未来の次の恋

 礼を言って目を遣れば、硝子の皿の上に竹の器が乗っていた。水羊羹だろうか。ピンクに近い色合いが涼しげに見える。
「残念。さりげなく頼んでポイントを稼ごうと思ったのに。サービスされてしまった」
 隠しもせず久慈がそんなことを言う。
「なんのポイントですか」
「加村さんの僕に対する好意のポイントだよ。和菓子、好きでしょう?」
 また隠しもせずに彼は手の内を曝け出す。
「久慈さんの前では和も洋も関係なく食べていたと思いますけど、どうして和菓子が好きだと知っているんですか?」
「それは見ていれば分かるよ。和菓子のときは顔が違うし」
「顔?」
 そこまで見られていたのかと恥ずかしくなった。嫌われるつもりだったから、どう思われてもいいと開き直って、目の前で甘いものを食べて続けていた。マネージャーの世話を命じられたストレスに見えればいいと思ったのに、しっかり観察されていたとはやはり侮れない。
「いただきます」
 もうバレているから隠す必要もない。遠慮なくいただくことにした。小さなスプーンで口にすれば、やはり水羊羹だ。瑞々しくて上品で、ひと月限定というのがもったいないくらいだ。
「おいしい?」
「はい。これだけ箱買いしたいくらい」
 ちょっと大袈裟に言ってやれば、彼の顔が綻ぶ。
「本当に好きなんだね。普段クールだから意外な組み合わせだけど」
「別にクールな訳でもないですけど」
 なんとなく本音を返して続きの羊羹を口にする。その甘みを感じていれば、ふと子ども時代の映像が浮かんだ。祖母の影響で昔から和菓子が好きだった誠に、母親がよくお土産で買ってきた。申し訳なさそうな顔をして、誠の分だけ買ってきたものを手渡す姿が甦る。
「母親が買いもの帰りによく買ってきてくれたんです」
 彼の話だけ聞いて、自分の事情は話していないことに引け目があった訳ではない。会ってくれたら話すと言ったのは彼だから。それとは別に、ただ話したくなったから話してみる。
「好物を買ってきてくれるなんていいお母さんだね」
「いえ。多分、彼女なりの謝罪のつもりだったんです」
「謝罪ってどういうこと?」
「俺は嫌われていたから」
 久慈がスプーンを置いて案じるような目を向けてくるから、あまり深刻にならないように言葉を選ぶ。

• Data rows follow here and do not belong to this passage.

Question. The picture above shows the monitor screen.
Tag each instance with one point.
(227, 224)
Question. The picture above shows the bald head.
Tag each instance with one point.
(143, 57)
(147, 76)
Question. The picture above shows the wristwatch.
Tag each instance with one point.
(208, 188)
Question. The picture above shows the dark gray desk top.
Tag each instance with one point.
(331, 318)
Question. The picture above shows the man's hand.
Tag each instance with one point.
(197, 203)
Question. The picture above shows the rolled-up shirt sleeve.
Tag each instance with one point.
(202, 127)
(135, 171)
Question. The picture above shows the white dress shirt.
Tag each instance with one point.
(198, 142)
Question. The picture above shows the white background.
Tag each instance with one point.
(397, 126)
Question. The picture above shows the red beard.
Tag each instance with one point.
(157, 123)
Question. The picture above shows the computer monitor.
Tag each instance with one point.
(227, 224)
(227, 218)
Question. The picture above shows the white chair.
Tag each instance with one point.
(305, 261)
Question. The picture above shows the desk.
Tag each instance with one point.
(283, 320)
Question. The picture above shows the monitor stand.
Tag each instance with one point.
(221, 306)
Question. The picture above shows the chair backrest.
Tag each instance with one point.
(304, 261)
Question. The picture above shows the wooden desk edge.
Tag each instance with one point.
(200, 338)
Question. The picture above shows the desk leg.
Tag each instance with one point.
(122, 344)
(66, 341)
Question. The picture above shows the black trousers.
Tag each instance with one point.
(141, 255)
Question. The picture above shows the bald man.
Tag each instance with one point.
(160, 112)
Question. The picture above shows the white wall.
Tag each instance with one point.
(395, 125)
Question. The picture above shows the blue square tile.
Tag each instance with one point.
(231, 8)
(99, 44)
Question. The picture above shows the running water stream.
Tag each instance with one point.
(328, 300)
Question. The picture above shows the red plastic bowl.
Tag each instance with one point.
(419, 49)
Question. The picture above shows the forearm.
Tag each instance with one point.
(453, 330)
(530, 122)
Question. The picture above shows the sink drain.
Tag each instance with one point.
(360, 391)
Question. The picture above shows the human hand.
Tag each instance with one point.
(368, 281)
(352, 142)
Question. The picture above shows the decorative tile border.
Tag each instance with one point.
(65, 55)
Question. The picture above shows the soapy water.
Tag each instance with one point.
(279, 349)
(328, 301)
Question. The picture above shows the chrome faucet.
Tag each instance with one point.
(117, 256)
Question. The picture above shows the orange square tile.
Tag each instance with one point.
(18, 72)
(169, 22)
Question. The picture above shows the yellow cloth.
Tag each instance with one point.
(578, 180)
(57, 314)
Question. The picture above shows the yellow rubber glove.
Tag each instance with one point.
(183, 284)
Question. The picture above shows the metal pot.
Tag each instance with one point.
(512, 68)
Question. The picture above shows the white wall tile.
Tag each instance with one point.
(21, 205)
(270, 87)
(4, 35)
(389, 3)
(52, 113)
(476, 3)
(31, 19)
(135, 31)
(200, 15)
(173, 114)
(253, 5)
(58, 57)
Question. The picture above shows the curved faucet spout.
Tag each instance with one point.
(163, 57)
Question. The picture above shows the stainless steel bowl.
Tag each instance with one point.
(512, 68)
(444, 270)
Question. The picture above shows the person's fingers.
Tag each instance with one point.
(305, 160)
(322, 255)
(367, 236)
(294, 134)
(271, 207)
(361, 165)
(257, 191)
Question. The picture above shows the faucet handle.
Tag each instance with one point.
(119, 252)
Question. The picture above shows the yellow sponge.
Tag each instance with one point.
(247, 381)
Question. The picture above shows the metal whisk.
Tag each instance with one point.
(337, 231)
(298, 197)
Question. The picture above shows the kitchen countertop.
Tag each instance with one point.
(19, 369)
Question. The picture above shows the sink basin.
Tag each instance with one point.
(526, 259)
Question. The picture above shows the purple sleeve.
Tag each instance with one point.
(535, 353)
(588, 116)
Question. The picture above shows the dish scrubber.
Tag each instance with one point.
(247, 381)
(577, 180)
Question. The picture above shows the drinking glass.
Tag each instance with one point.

「兄さんの方が好きだったんですよ。母親だって人間だから、好き嫌いの感情があっても不思議じゃないから」
 嘘ではなかった。母親は我が子ながら誠が苦手だった。だから何かと理由をつけて光とだけ出掛けていった。学校で必要なものを買いに行くから。あまり小さい子は入れない店だから。二人分しかチケットがないから。そう言って光と過ごしたあと、罪悪感を振り払うようにお土産を買ってきた。普段はお義母さんと同じものが好きなんて子どもらしくないと言うような和菓子を、誠はこれ好きなんだよねと言って渡されれば、こちらも喜んで受け取るしかない。お土産を買ってきたからこれでおあいこだ。自分は二人の子どもを差別などしていない。そう思いたかったのだろう。誠の方も、与えられた和菓子を母親の愛情だと思おうとした。食べながら、自分は嫌われてなんていないと思い込む。
 考えてみれば、今職場でしていることも同じなのかもしれない。誰かを好きになってはいけない。親しくなってはいけない。新しい人間とは会わない。アンテナが反応すればまた苦しむのが分かっているから。その代わりお菓子を貰えるから辛くはない。今の生活に不満なんてない。そう自分に言い聞かせている自分は、多分子どもの頃から変わっていない。
「どうしてお母さんに嫌われていると思うのかな?」
 能力のことを隠して半端に話したから、当然久慈に聞かれてしまう。
「……俺、上手く立ち回れなかったから」
「子どもが親の前で上手く立ち回ろうなんて、普通は思わないでしょう?」
 そうだろう。能力のことを知らない彼には分からない。だが全てを告げる度胸はなかった。あなたと恋人になった場合の惨事を見る。そう言われて喜ぶ人間はいない。最後には警察まで出てくると知れば、距離を置きたいと思うだろう。久慈の兄弟や親族については知らないが、彼は御曹司と言って差し支えのない立場だ。紺華建設の社長になる可能性だってある。
「そろそろ出ようか。どこか行きたいところはある?」
 話せない誠に無理強いすることなく、彼は立ち上がった。
「いえ。この辺りはよく分からなくて」
「この間行った広場の傍だよ。ほら、ホテルに挨拶に行った帰りに寄り道したでしょう?」
 そういえば彼と川の見える広場で話をした。あのときはタクシーで移動したからピンとこなかったが、確かに電車で考えれば沿線だ。